Macklemore: And the homies are drunk, right?

Lewis: It was purposely rough around the edges, and things are a little off-beat, but it doesn’t matter.

Queen, News of the World

Lewis: It’s very hard to not notice “We Will Rock You” and “We Are the Champions.” Queen usually have one life-changing worldwide banger on every album, but this particular album has two. I feel like Queen were the early masters of the “We” record. The records that you put on in arenas. The records that you put on when you’re going into a challenge. The records that inspire you. They make you feel larger-than-life, godly. I think Freddie Mercury was a genius. I think he had an unbelievable ability to bring people together through music. I think he had an unbelievable ability to go from one space in a song and then take you to a completely different space and then go back. Incredible performer. Queen has always been one of my main inspirations, especially when I’m trying to make anything big. They just knew how to do it.

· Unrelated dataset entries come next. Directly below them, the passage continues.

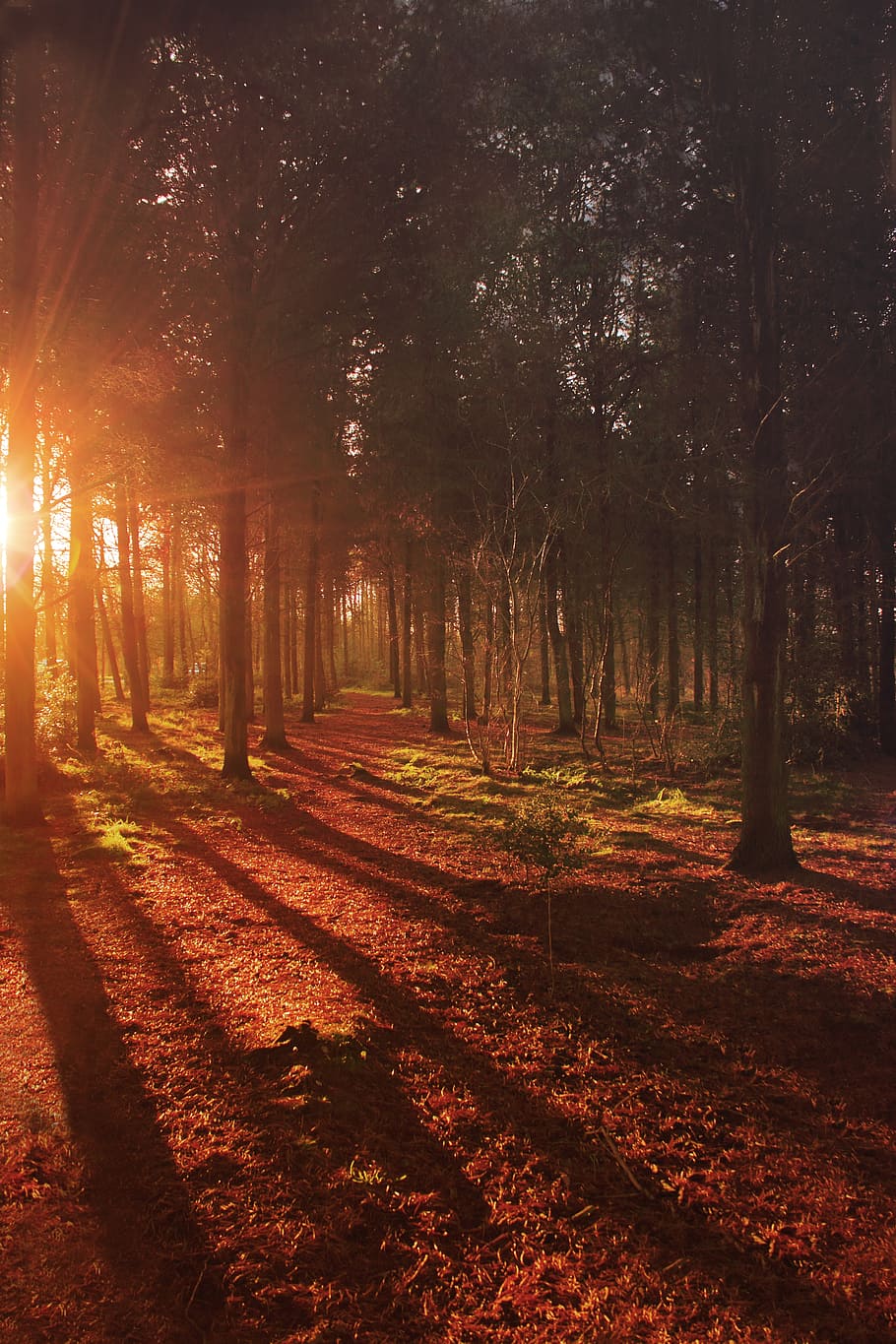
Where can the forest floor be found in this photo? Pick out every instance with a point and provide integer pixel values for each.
(689, 1136)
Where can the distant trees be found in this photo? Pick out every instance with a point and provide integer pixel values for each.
(419, 341)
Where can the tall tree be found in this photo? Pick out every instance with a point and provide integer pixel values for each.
(22, 800)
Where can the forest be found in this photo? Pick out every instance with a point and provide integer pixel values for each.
(448, 744)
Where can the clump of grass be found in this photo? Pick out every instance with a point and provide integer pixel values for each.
(116, 840)
(673, 802)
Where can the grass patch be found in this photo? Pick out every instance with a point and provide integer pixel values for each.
(116, 840)
(673, 802)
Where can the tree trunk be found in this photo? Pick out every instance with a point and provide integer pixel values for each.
(887, 632)
(394, 643)
(310, 603)
(544, 647)
(699, 673)
(48, 569)
(464, 585)
(22, 798)
(435, 640)
(234, 709)
(764, 843)
(109, 644)
(408, 630)
(180, 596)
(673, 655)
(712, 626)
(608, 676)
(137, 579)
(652, 672)
(82, 633)
(566, 722)
(129, 639)
(275, 736)
(166, 603)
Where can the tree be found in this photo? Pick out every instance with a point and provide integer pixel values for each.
(22, 799)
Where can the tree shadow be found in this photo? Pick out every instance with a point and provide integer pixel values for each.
(156, 1252)
(566, 1144)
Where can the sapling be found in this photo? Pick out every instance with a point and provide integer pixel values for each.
(545, 835)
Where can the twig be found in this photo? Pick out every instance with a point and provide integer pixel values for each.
(619, 1160)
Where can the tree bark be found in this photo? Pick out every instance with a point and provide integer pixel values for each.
(566, 722)
(275, 736)
(887, 632)
(437, 643)
(310, 603)
(394, 643)
(764, 843)
(82, 632)
(464, 585)
(673, 649)
(137, 578)
(408, 630)
(166, 603)
(129, 637)
(22, 796)
(699, 671)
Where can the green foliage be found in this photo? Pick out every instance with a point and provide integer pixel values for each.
(673, 802)
(116, 840)
(544, 832)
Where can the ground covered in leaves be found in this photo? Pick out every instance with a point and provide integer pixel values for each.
(285, 1060)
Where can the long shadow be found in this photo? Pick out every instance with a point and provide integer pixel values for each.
(356, 968)
(397, 876)
(151, 1241)
(568, 1145)
(354, 1111)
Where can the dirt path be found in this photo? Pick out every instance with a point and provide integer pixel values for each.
(690, 1138)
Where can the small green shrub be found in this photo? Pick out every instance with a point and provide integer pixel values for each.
(545, 833)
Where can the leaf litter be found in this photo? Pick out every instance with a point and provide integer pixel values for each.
(302, 1074)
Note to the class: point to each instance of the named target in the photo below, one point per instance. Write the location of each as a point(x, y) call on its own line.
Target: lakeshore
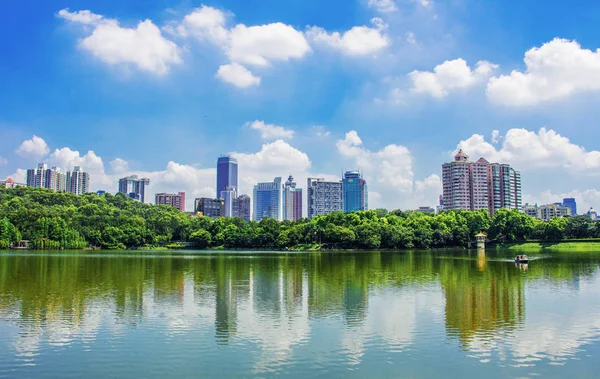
point(383, 314)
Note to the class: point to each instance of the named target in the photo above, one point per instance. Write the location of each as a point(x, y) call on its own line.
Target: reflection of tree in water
point(481, 300)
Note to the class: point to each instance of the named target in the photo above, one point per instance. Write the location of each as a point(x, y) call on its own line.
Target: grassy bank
point(567, 245)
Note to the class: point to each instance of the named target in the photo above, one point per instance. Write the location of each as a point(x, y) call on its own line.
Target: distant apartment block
point(44, 177)
point(227, 173)
point(242, 207)
point(206, 206)
point(175, 200)
point(571, 203)
point(292, 200)
point(10, 183)
point(134, 187)
point(355, 192)
point(547, 212)
point(479, 185)
point(229, 194)
point(78, 181)
point(268, 200)
point(323, 197)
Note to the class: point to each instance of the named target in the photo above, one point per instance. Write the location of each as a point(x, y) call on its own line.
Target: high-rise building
point(175, 200)
point(323, 197)
point(229, 194)
point(78, 182)
point(44, 177)
point(226, 173)
point(206, 206)
point(134, 188)
point(480, 185)
point(571, 203)
point(268, 200)
point(292, 200)
point(10, 183)
point(355, 192)
point(547, 212)
point(242, 207)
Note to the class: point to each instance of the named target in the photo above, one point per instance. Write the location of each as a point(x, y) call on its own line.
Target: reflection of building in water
point(482, 301)
point(355, 302)
point(225, 301)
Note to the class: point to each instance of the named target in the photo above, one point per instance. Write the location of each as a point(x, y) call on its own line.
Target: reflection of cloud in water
point(553, 330)
point(277, 329)
point(391, 318)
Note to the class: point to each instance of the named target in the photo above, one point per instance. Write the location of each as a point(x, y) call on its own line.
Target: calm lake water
point(300, 315)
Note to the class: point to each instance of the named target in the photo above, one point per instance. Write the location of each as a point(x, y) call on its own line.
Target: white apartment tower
point(480, 185)
point(268, 199)
point(78, 182)
point(323, 197)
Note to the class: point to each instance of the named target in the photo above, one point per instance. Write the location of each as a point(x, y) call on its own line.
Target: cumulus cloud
point(205, 23)
point(271, 131)
point(35, 147)
point(238, 75)
point(389, 173)
point(260, 44)
point(360, 40)
point(454, 74)
point(119, 165)
point(546, 148)
point(558, 69)
point(143, 47)
point(383, 6)
point(83, 17)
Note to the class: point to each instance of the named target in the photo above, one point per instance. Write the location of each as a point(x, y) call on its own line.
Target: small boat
point(521, 259)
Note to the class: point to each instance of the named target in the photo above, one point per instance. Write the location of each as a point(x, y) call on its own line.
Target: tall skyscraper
point(355, 192)
point(44, 177)
point(480, 185)
point(226, 173)
point(134, 188)
point(210, 207)
point(229, 194)
point(292, 200)
point(175, 200)
point(268, 200)
point(242, 207)
point(78, 182)
point(323, 197)
point(571, 203)
point(10, 183)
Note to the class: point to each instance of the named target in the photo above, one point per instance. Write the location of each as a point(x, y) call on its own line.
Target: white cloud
point(143, 46)
point(119, 165)
point(496, 136)
point(83, 17)
point(205, 23)
point(522, 147)
point(360, 40)
point(36, 147)
point(258, 45)
point(558, 69)
point(448, 76)
point(271, 131)
point(586, 199)
point(389, 174)
point(383, 6)
point(238, 75)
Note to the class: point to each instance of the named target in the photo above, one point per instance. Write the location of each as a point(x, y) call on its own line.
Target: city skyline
point(394, 109)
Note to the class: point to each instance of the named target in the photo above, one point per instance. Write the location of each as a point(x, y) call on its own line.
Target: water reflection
point(283, 310)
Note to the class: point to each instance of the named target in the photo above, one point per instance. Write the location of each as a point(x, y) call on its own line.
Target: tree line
point(56, 220)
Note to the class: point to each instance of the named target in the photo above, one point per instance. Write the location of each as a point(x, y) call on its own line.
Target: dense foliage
point(62, 220)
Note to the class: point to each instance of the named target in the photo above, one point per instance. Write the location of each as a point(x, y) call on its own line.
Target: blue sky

Foxy Shazam, The Church of Rock and Roll

Lewis: The Foxy Shazam music videos are incredible. And [frontman] Eric Nally [who sang on Macklemore & Ryan Lewis’s track “Downtown”] not only has the sound, but he just is it. Backstage he’s the gentlest, kindest, most tranquil human being, but then he gets onstage and he’s f***ing crazy. And he’s also super-inventive, like what he’s able to do with his body. His knees get bloody. He takes the pain for the people. Which is how you can compare him to a Freddie Mercury. They both go all-in. They’re committed. It’s just in their blood. It was amazing to work with him on “Downtown.”

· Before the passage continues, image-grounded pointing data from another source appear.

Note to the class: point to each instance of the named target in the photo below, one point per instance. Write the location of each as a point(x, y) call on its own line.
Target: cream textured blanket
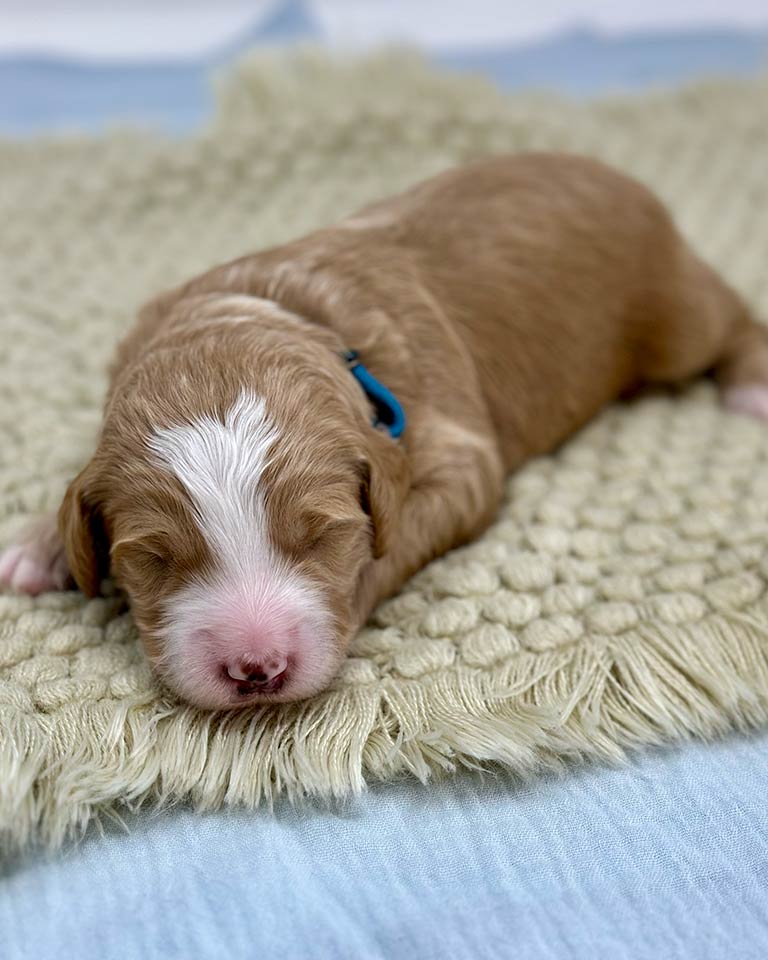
point(618, 601)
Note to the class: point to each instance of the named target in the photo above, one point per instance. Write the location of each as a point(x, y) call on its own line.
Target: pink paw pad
point(751, 399)
point(33, 568)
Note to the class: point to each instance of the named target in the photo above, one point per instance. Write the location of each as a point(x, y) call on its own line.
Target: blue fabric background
point(666, 859)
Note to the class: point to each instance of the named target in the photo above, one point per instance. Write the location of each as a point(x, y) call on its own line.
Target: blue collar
point(389, 413)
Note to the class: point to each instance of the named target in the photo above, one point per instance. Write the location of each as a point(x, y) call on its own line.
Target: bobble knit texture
point(619, 600)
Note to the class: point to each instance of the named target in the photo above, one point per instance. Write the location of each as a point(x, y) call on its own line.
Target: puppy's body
point(239, 491)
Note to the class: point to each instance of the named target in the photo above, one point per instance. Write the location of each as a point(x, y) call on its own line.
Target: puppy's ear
point(82, 530)
point(384, 483)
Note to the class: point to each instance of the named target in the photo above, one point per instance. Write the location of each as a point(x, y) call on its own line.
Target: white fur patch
point(220, 466)
point(254, 607)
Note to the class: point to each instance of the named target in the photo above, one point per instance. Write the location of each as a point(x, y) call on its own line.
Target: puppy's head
point(237, 494)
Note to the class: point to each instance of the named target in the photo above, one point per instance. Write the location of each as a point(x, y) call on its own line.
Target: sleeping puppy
point(251, 491)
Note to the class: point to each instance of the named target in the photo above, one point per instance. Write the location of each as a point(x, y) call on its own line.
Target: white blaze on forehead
point(220, 464)
point(254, 607)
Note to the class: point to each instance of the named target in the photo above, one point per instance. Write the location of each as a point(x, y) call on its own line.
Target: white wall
point(179, 28)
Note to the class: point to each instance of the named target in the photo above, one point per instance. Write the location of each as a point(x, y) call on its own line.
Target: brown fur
point(504, 303)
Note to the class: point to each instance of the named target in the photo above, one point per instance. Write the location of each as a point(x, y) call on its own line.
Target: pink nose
point(265, 676)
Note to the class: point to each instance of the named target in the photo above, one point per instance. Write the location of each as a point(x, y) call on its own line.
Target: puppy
point(250, 490)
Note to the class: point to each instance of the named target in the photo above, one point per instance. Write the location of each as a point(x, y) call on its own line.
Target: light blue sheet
point(39, 94)
point(666, 859)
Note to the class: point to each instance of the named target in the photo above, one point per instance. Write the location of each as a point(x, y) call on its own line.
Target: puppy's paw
point(36, 563)
point(751, 399)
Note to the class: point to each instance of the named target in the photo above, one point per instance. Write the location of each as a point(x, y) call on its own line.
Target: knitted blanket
point(619, 600)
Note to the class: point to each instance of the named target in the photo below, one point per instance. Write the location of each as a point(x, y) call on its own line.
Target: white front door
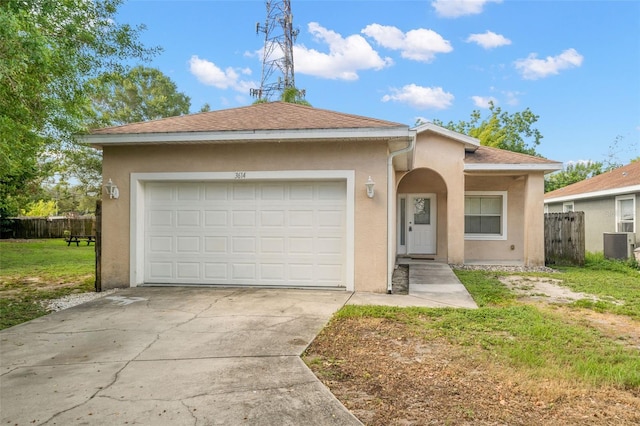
point(421, 223)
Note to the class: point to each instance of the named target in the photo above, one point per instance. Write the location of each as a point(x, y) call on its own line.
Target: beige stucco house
point(280, 194)
point(610, 202)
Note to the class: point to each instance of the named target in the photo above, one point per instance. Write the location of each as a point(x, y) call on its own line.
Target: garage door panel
point(243, 218)
point(243, 245)
point(216, 272)
point(160, 271)
point(188, 218)
point(213, 218)
point(244, 191)
point(160, 244)
point(272, 192)
point(188, 192)
point(188, 270)
point(215, 245)
point(249, 233)
point(161, 218)
point(216, 192)
point(188, 245)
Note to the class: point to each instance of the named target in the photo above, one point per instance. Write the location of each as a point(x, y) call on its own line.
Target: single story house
point(280, 194)
point(610, 202)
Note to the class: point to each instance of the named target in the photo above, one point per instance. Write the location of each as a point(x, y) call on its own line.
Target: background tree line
point(66, 68)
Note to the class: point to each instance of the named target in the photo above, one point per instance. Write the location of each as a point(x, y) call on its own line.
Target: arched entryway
point(422, 215)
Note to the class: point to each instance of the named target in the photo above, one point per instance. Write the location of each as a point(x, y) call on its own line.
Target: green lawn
point(36, 270)
point(540, 341)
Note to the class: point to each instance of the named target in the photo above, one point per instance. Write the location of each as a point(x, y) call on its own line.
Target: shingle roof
point(264, 116)
point(621, 177)
point(490, 155)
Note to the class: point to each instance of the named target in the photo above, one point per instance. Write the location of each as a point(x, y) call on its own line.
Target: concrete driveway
point(174, 356)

John Williams, Star Wars score

Lewis: To me, John Williams is the Kanye of film. You’re talking about a guy that wrote the themes to Jaws, Indiana Jones, E.T., Harry Potter, Star Wars. I can keep going. John Williams wrote this soundtrack to Star Wars when Star Wars was not expected to be a massive production. It had a finite budget. A lot of people thought it would fail. And John Williams, who works nine to five, goes home at 5 o’clock, wrote this in 30 days. And forever he remains an inspiration to me because of what he does. I think he’s one of the greatest top-liners. He’s made some of the catchiest melodies that do not have words, but we can all hum it. … And we just don’t really do that in film anymore.

John Coltrane, Crescent

Macklemore: My [favorite song] would be “Wise One” by John Coltrane. I’ve been asked the question of what is my favorite song too many times, where I had to come up with something. It is John Coltrane, “Wise One.” Final answer. Soundtrack to my life.

Kendrick Lamar, To Pimp a Butterfly

Macklemore: Very conceptual album. Very conceptual. Listening to this from front to back with the skits, it’s a movie.

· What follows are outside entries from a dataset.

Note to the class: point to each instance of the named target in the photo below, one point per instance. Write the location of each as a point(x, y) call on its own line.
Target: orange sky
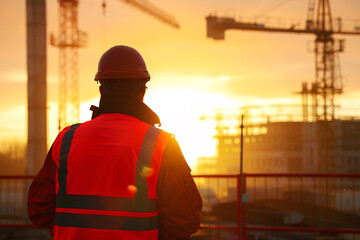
point(191, 74)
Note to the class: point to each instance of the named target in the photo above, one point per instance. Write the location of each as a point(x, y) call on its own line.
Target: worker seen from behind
point(116, 176)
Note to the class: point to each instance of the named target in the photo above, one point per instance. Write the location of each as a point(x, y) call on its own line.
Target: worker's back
point(107, 175)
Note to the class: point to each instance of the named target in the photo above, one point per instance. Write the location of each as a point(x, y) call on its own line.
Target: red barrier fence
point(275, 206)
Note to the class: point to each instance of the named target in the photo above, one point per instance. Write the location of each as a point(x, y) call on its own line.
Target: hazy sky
point(191, 74)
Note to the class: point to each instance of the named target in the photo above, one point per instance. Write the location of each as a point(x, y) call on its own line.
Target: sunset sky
point(190, 74)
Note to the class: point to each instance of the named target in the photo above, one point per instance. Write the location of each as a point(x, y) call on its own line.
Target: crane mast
point(69, 40)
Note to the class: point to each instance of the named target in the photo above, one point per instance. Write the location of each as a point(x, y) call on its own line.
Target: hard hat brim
point(121, 75)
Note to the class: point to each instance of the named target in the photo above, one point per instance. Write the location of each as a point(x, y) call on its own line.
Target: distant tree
point(12, 157)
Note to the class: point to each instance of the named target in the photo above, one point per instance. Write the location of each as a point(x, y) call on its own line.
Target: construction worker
point(116, 176)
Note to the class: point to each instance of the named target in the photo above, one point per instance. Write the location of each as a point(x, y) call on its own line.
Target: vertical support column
point(36, 84)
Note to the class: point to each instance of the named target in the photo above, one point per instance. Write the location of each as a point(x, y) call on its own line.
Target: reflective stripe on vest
point(100, 212)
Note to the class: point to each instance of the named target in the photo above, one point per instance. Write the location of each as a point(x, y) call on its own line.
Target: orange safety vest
point(107, 171)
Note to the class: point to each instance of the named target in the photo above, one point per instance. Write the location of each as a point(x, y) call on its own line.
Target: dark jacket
point(179, 202)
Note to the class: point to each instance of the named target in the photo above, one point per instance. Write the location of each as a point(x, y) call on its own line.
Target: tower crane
point(69, 40)
point(328, 82)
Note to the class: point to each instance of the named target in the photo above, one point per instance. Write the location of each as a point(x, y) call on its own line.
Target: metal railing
point(275, 206)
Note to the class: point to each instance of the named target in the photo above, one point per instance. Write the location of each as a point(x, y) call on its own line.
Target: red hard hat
point(121, 62)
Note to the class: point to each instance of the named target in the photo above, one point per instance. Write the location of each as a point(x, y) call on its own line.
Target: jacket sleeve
point(179, 201)
point(42, 196)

Lewis: It’s like an intense movie.

Macklemore: And one that you should listen to all the way through.

Lewis: All the way through. Meant to be a singular piece.

Macklemore: I remember when we listened to this, it was just like, “F***, Kendrick did that?”

J Dilla, Donuts

Macklemore: J Dilla. One of the greatest producers of all time, in any genre. He is Detroit. He is the standard Detroit. He has potentially the best drums and was the most influential in drum programming in the history of hip-hop.

Jay-Z, The Black Album

Lewis: This, to me, is one of the best hip-hop albums of all time. There’s not a bad song on this album.

Macklemore: I would disagree with that, but yes. It’s very good. “Justify My Thug” is a skipper.

Lewis: You could be right, but bro, what more can I say? “Encore,” “Change Clothes,” “Dirt Off Your Shoulder,” “Moment of Clarity,” “99 Problems,” “Lucifer”? And “My 1st Song,” which is in 3/4! This is a classic. What I also appreciate about this album is that he put out the a cappellas, which allowed all his producers to have moments. Like Danger Mouse made The Grey Album, which was the Beatles and The Black Album vocals. And it was phenomenal.